Being a games journalist, I spend much of my time on my own with only a PC and my numerous games consoles for company. It's sometimes a lonely life but I love it and really wouldn't have it any other way. My flat might be tiny and cluttered, stuffed to the gills with consoles, code and DVDs but it's home and, unlike many journalists, I thrive on the isolation.
While I readily accepted reviewing Crash Boom Bang! on the DS, I soon discovered one slight problem. To play it you need friends (I have some, but they're scattered across the planet) and get them in the same room with their beloved DS and DS Lites. Yes, here is a game which is beyond boring if you have fifteen friends with lots of time to spare but really, really useless if you're on your own.
Crash Boom Bang! sees the return of The Bandicoot to the DS in board game format. A board game, you cry? Yep, it's a bit like Mario Party blended with Itadaki Street but without the infamous Plumber, the Final Fantasy cameos, perky music or, indeed, the fun. Board games are things you are forced to play at Christmas when you'd rather be sleeping off a turkey dinner. The collective term should be a dead give away and the decision to port so many to home and portable consoles is beginning to get tedious.
Many of you will already be familiar with Crash Bandicoot, the hyperactive orange whirlwind who took the PSone by storm, breaking boxes and snagging apples in his attempt to recover crystals.
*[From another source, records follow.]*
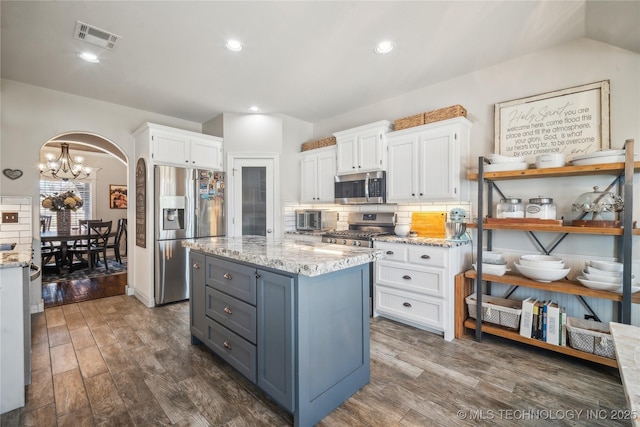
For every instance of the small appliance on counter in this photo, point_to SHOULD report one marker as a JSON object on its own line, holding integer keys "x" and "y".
{"x": 316, "y": 220}
{"x": 456, "y": 226}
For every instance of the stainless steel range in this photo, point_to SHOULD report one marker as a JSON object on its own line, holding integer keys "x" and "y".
{"x": 363, "y": 227}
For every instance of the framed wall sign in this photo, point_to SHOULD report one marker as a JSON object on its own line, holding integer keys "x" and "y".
{"x": 141, "y": 203}
{"x": 571, "y": 121}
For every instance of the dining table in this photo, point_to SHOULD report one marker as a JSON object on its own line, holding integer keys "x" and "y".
{"x": 67, "y": 239}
The game sees the return of Neo Cortex, Crash's sister Coco and other characters who will be familiar to fans of the franchise. All of whom are trying to win an obscenely astronomical sum of money which has been put up as a prize by Viscount Devil, who intends to use the participants to find a lost city and mystical treasure.
From the moment the comic-strip style intro begins, it's unfortunately clear that this title is vastly inferior to previous instalments. The animation quality is stunningly poor, the graphics in general are terrible and the music off-putting. While Crash and the rest of the gang are three dimensional, you can see the polygons and the cartoonish 2D opening doesn't even scroll properly. Indeed the gameplay itself is pointless, comprised of repeating the same mini-games over and over again until throwing your DS out of the nearest window becomes incredibly tempting. These are fun on the first try but soon get boring. Especially when several - such as a donkey race - are rigged so that no matter how hard you whip your poor mount, all four racers always finish together.
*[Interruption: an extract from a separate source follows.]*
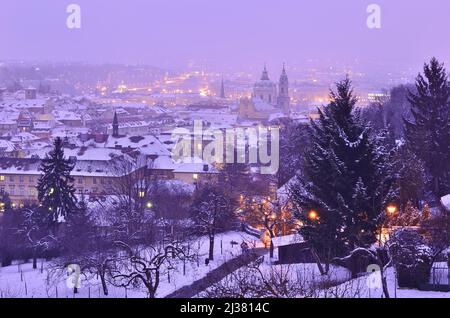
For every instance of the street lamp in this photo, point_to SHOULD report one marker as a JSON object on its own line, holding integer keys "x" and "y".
{"x": 391, "y": 209}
It wouldn't be half bad if you actually got to control the characters but this game only allows you to choose a direction (usually only one) for them to travel on the main board game, decided when to roll a dice and use an item. Even in the mini-games, it's a tedious case of manipulating the environment to roll a Super Monkey-style ball or direct a plane using the stylus - that is if the stylus is even recognised. Developer Dimps has tried and failed at using the touch-screen and, to be honest, the game would be better off without it.
The biggest selling point in Crash Boom Bang! is the ability to simultaneously chat to your pals - who are sitting six feet away - whilst playing. However, the gameplay is such that you'll be too busy trying to shoot down other players, roll dice or just do laps around the same desert island over and over again. Messaging will be the last thing on your mind. As Crash Boom Bang! is aimed at kids, this feature is useful but for entertainment purposes, we recommend PictoChat, which is of course built into the system.
If the boring gameplay wasn't bad enough, this title also teaches your kids the concept of gambling. Bets can be placed on the (rigged) outcomes of most mini-games, allowing you to increase your points. Even this is only entertaining for ten seconds and it's a wonder why such a feature was included entirely.
And if there's one title where you need to read the manual, it's this one. The game dumps you straight in at the deep end but even after reading the instructions, scouring GameFAQs and Googling the title, it still took me four days to figure out what the heck was going on. Few instructions are provided on-screen other than 'pick an item' or 'press this' - why you need to do these things is left up to your imagination and the stylus recognition is so bad that it's easier to use your finger. Even worse, some of the mini-games require you to literally punch a hole in the screen, which cannot be good for your shiny DS.
In terms of practicality, there's no real option menu or pause feature other than closing the DS and I am yet to locate the save function - not that saving my progress on this game is at the top of my list of concerns right now.
Some days I wonder how games like this get published, but Crash Boom Bang! seems to have slipped through the cracks in terms of quality control. It could have been an interesting title but the problems with control, weird gameplay style, terrible graphics and rigged, repetitive games just kill any joy that would be garnered from playing it. If you want to destroy a child's love of videogames then go ahead and spent your £30, otherwise, please, don't buy this.